Manca solo l’ufficialità , ma la scissione di Sel, dopo le aspre polemiche di ieri, sembra ormai
inevitabile.
E comincia il fuggi-fuggi.
L’ex capogruppo alla Camera, Gennaro Migliore, e Claudio Fava, vicepresidente della Commissione Antimafia, hanno comunicato oggi pomeriggio al presidente del partito, Nichi Vendola, le proprie irrevocabili dimissioni dal partito.
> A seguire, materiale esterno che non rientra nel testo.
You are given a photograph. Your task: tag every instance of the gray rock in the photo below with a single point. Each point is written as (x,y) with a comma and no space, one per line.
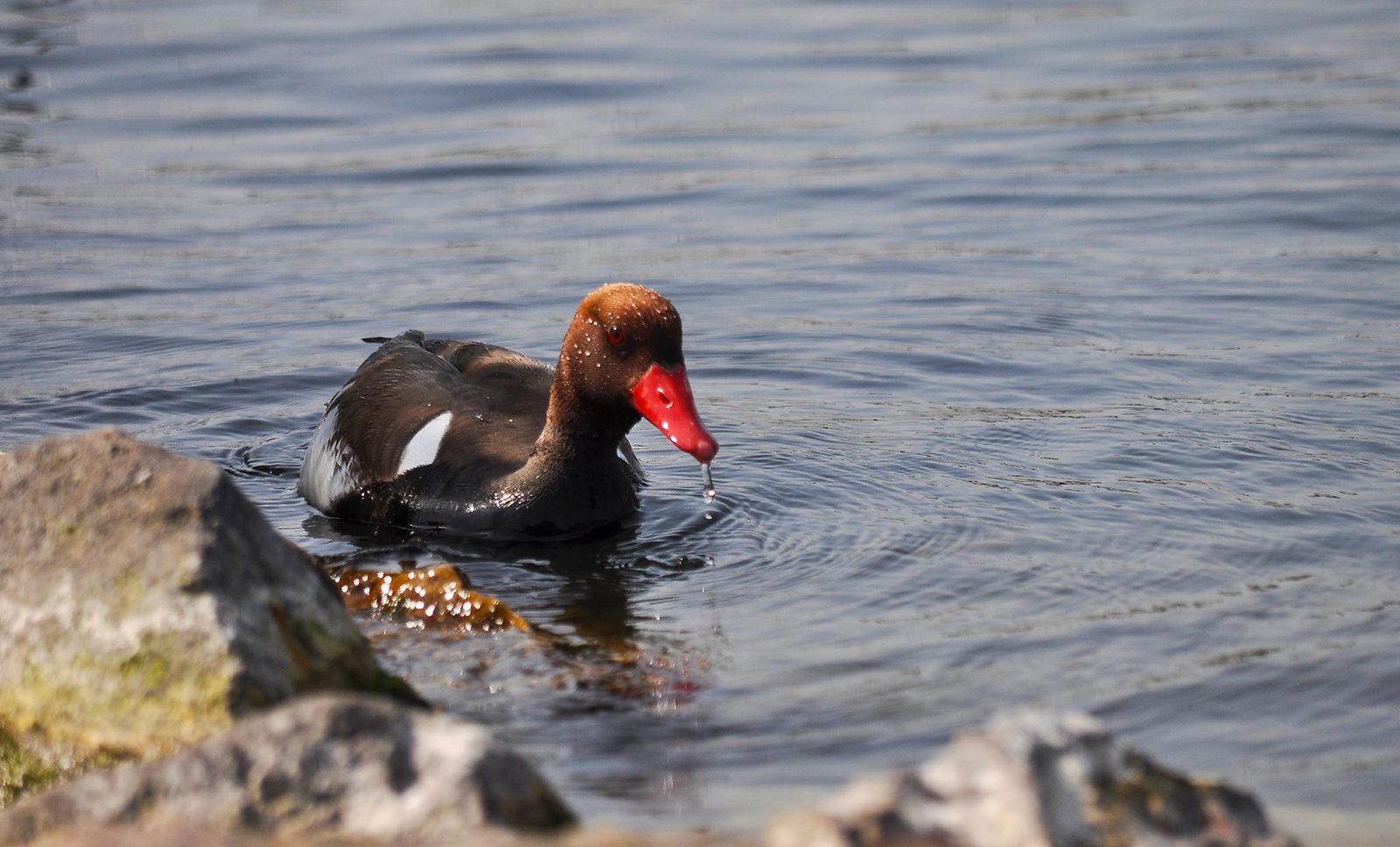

Migliore si dice su posizioni oramai “incompatibili con l’appartenenza” a Sel.
La lettera di Migliore.
“Si è interrotto”, scrive Migliore, “il reciproco rapporto di fiducia che è seguito alla discussione nel gruppo parlamentare sul decreto Irpef e al successivo voto parlamentare. Ieri però è stata messa in discussione, di fatto, non l’espressione di un punto di vista diverso, ma la deontologia di una posizione in seno a una comunità politica: sono stato accusato di “sequestro della linea” politica del partito, appunto. Di essere un sabotatore. Per me si è rotto ieri un vincolo di fiducia”.
Le motivazioni di Fava.
“Una scelta dolorosa e insieme inderogabile”, scrive invece Fava, “Inderogabile per la distanza che ormai separa Sel dal suo progetto originario. La scelta congressuale e le decisioni di questi mesi ci hanno portati ad abbandonare il terreno della nostra sfida politica naturale che era quello del socialismo europeo. Abbiamo preferito una collocazione in Europa e una pratica politica in Italia di forte arroccamento identitario”.
Gli altri in fuga.
Ma non è finita qui. Perchè sarebbero una decina i parlamentari — tra i quali Ileana Piazzoni, Nazareno Pilozzi, Guido Quaranta, Alessandro Zan e Fabio Lavagno — che dovrebbero seguire Migliore e probabilmente la deputata Titti De Salvo.
Ancora da stabilire il loro approdo immediato. Potrebbe esserci un primo passaggio al gruppo misto, per poi avviare un percorso unitario verso il Pd.
L’appello di Vendola.
“C’è il pericolo che qualche esponente vada via, non che il partito si spacchi. Le scissioni parlamentari sono altra cosa e spero che Gennaro Migliore torni sui propri passi perchè gli voglio bene e l’ho considerato come un figlio”.
Lo aveva detto il presidente Sel, Nichi Vendola, prima dell’annuncio di Fava, arrivando nella sede del partito per partecipare alla segreteria che oggi valuterà il da farsi dopo le dimissioni del capogruppo alla Camera Migliore
Storia di una spaccatura.
Questo pomeriggio, infatti, va in scena l’ennesima resa dei conti interna a Sel, dopo la recente diaspora di parlamentari verso il Pd, l’assemblea di sabato scorso e le fibrillanti riunioni del gruppo di Montecitorio, che hanno determinato una spaccatura tra le due anime del partito, il voto favorevole al decreto Irpef, e le dimissioni del presidente dei deputati, Gennaro Migliore.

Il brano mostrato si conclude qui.